Soutenue par Podemos, Manuela Carmena prend la mairie de Madrid (Reuters)

Manuela Carmena, soutenue par le parti anti-austérité Podemos, a été officiellement choisie Vendredi 12 Juin 2015 par la gauche pour occuper le fauteuil de maire de Madrid, devenant la première élue de gauche à diriger la capitale espagnole après vingt-quatre années d'administration de la ville par le Parti Populaire.

Manuela Carmena, soixante et onze ans, ancienne magistrate et opposante communiste à Francisco Franco, qui a fait campagne sur la suspension de la privatisation des services publics et l'arrêt des expulsions de locataires, a passé un accord de coalition avec l'opposition socialiste après deux semaines de négociations.

Arrivée deuxième du scrutin, elle est assurée grâce à cette alliance avec le Parti Socialiste Ouvrier Espagnol (PSOE) de disposer de la majorité absolue de vingt-neuf sièges au conseil municipal.

Lors d'une conférence de presse organisée avec le PSOE, elle a dit espérer que sa désignation permettrait « de changer vraiment la manière de faire de la politique ».

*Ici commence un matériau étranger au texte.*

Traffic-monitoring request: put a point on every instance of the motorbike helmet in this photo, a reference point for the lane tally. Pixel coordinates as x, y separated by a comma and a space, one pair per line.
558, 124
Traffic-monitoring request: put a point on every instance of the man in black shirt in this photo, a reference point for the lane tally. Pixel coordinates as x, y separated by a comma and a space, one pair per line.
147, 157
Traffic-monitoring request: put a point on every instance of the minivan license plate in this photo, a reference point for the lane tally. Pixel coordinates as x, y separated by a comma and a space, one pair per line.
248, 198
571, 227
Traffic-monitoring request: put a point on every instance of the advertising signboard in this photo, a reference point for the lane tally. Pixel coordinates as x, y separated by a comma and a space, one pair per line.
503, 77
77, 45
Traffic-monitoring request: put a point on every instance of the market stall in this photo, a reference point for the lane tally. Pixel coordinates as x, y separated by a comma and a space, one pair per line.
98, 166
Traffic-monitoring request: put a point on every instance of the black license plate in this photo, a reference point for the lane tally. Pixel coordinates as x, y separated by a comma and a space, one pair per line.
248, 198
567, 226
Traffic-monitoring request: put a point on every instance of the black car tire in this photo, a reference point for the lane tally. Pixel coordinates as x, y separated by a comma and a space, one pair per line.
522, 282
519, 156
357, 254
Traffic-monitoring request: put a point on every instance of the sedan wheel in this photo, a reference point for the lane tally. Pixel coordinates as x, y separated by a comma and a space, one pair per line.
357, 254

Cette nomination constitue un revers pour le parti du président du gouvernement Mariano Rajoy et pour Esperanza Aguirre, la candidate du Parti Populaire, qui était pourtant arrivée en tête, Dimanche 24 Mai 2015.

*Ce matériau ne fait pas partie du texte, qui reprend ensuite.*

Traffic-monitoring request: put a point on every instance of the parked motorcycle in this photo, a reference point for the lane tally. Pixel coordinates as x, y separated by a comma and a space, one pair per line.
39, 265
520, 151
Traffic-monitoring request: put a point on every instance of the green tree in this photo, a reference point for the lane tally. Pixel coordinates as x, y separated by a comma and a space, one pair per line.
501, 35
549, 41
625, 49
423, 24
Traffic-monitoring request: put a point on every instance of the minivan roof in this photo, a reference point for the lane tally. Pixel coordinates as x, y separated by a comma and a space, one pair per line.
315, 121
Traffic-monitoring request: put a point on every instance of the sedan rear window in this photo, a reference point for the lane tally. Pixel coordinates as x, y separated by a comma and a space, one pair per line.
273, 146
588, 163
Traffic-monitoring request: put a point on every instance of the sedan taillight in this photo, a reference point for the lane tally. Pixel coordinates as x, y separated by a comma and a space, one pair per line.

Après six années de politique d'austérité, la droite espagnole a été punie dans les urnes lors d'élections locales marquées par une poussée de Podemos, représentant la gauche radicale, et des centristes anti-corruption de Ciudadanos.

A la retraite depuis 2010, Manuela Carmena avait ouvert un magasin de vêtements pour enfants fabriqués par d'anciens détenus. Elle avait été sollicitée par Pablo Iglesias, le chef de file de Podemos, pour mener la campagne dans la capitale espagnole.

Après un premier refus, elle avait finalement accepté de prendre en mars 2015 la tête du mouvement Ahora Madrid soutenu par des militants et personnalités du mouvement des indignés né en 2011.

Manuela Carmena a rappelé qu'elle n'était affiliée à aucun parti politique. « Je suis bien plus intéressée par l'amélioration de la vie des gens que par la politique », expliquait-elle dans une récente interview accordée au quotidien el Pais.

A Barcelone, c'est là encore une coalition de gauche qui va prendre les clés de la ville. La militante de gauche Ada Colau, soutenue par Podemos et le PSOE a été désignée pour devenir maire de la capitale catalane après une campagne électorale centrée sur son opposition aux expulsions immobilières.

L'alternance est également au programme à Valence où la maire de droite Rita Barbera a annoncé vendredi qu'elle quittait l'hôtel de ville après plus de deux décennies. Elle sera remplacée par un candidat du parti de gauche Compromis qui va diriger la troisième ville espagnole.